Engagée à durée déterminée sur un alpage, Anna* attendait son premier jour de travail avec impatience. Les conditions avaient été discutées oralement et scellées d’une poignée de main, ce qui n’est pas inhabituel dans ce secteur. Anna a commencé son travail avec enthousiasme. Mais la joie initiale a rapidement cédé la place à la désillusion: son employeur la traitait mal, et l’ambiance de travail était marquée par un manque de respect. Après deux semaines passées dans des conditions insoutenables, Anna s’est vue contrainte de mettre fin à son emploi pour se protéger.

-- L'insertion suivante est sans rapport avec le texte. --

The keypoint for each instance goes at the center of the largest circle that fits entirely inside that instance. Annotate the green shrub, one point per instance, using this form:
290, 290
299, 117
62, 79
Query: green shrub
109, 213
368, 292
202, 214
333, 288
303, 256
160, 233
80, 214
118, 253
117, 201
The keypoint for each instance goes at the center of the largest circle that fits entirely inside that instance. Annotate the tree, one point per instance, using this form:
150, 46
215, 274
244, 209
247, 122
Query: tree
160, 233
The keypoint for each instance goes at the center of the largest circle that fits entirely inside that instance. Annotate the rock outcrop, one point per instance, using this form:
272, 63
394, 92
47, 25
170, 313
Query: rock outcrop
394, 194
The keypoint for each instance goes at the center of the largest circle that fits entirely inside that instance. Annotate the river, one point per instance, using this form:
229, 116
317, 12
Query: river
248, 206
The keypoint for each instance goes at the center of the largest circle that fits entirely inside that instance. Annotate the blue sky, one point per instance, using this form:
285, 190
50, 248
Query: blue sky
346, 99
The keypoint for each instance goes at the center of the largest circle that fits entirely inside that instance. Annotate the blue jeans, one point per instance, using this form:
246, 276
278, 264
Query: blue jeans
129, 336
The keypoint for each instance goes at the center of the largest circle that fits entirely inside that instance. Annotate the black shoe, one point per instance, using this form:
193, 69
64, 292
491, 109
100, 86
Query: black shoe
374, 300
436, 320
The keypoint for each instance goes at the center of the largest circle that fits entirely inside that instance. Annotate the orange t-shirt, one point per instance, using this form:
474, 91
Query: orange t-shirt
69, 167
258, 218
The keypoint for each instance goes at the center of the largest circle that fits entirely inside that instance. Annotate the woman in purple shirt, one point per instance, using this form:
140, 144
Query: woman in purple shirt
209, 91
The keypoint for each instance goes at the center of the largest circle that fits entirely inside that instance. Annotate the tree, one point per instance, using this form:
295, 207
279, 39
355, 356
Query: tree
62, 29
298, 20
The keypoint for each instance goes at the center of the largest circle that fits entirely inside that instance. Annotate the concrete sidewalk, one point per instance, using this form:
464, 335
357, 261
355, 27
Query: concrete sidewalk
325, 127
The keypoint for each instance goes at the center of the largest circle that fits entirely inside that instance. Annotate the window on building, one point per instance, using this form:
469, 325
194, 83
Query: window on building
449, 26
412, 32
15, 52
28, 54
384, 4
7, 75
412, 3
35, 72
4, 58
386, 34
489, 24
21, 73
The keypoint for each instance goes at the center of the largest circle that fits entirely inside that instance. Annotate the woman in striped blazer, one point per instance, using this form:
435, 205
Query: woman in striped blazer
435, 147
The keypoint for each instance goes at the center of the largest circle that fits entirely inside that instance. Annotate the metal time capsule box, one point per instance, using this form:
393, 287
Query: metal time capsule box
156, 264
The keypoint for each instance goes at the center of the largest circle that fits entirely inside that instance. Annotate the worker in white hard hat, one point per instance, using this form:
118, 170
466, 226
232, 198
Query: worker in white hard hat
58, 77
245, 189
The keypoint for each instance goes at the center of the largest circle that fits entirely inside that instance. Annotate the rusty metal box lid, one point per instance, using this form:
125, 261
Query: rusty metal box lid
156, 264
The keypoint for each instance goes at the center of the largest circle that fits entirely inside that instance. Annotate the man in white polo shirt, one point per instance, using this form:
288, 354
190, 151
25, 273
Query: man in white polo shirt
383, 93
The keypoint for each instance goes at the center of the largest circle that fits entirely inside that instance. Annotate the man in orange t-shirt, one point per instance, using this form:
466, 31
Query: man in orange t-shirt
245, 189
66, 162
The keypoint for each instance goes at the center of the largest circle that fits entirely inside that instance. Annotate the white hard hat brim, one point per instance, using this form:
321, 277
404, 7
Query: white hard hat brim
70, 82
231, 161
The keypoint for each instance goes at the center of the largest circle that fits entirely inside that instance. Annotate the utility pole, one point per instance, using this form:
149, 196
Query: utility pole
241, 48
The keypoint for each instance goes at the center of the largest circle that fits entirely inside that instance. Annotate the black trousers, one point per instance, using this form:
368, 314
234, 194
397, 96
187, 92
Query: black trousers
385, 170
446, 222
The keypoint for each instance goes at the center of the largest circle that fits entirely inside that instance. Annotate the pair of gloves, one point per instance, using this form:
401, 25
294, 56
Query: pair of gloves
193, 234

Une nouvelle difficulté est apparue au moment du paiement du salaire: l’employeur a refusé de payer le salaire pour les deux semaines de dur labeur, arguant qu’il n’y avait pas de contrat écrit.
Beaucoup pensent, à tort, qu’on ne peut faire valoir de droits sans contrat écrit. Le droit suisse est toutefois clair à ce sujet: un contrat de travail est réputé conclu dès lors que l’employeur et le salarié ou la salariée sont d’accord sur les points essentiels, à savoir l’échange de la fourniture d’un travail contre un salaire, même s’il l’est oralement ou tacitement (art. 320, al. 1 CO).
Le droit au salaire naît du travail fourni et non de la signature d’un document. Si aucune somme salariale précise n’a été convenue, les salariés et salariées ont droit au «salaire usuel» pour cette activité (art. 322, al. 1 CO).
En outre, l’employeur a un devoir légal d’assistance. Il est tenu de protéger la personnalité de son personnel et de veiller à ce que l’environnement de travail soit respectueux (art. 328 CO). Si cette obligation est gravement violée, la personne employée peut résilier immédiatement le contrat.
Déçue, Anna S. s’est tournée vers son assurance. Melissa Müller, juriste chez Coop Protection juridique, s’est occupée de son cas. Elle a rédigé pour Anna un courrier à l’intention de l’employeur, dans lequel elle chiffrait clairement la créance salariale et renvoyait à la situation juridique en vigueur. Cette demande factuelle et juridiquement fondée a porté ses fruits: l’employeur a cédé et versé l’intégralité du salaire dû.
Ce cas montre que le travail accompli doit être rémunéré. Même si les contrats conclus oralement sont valables, il est toujours conseillé de consigner les points principaux tels que les tâches, les horaires de travail et le salaire. Un simple e-mail peut suffire à clarifier la situation pour les deux parties et à éviter de futurs conflits.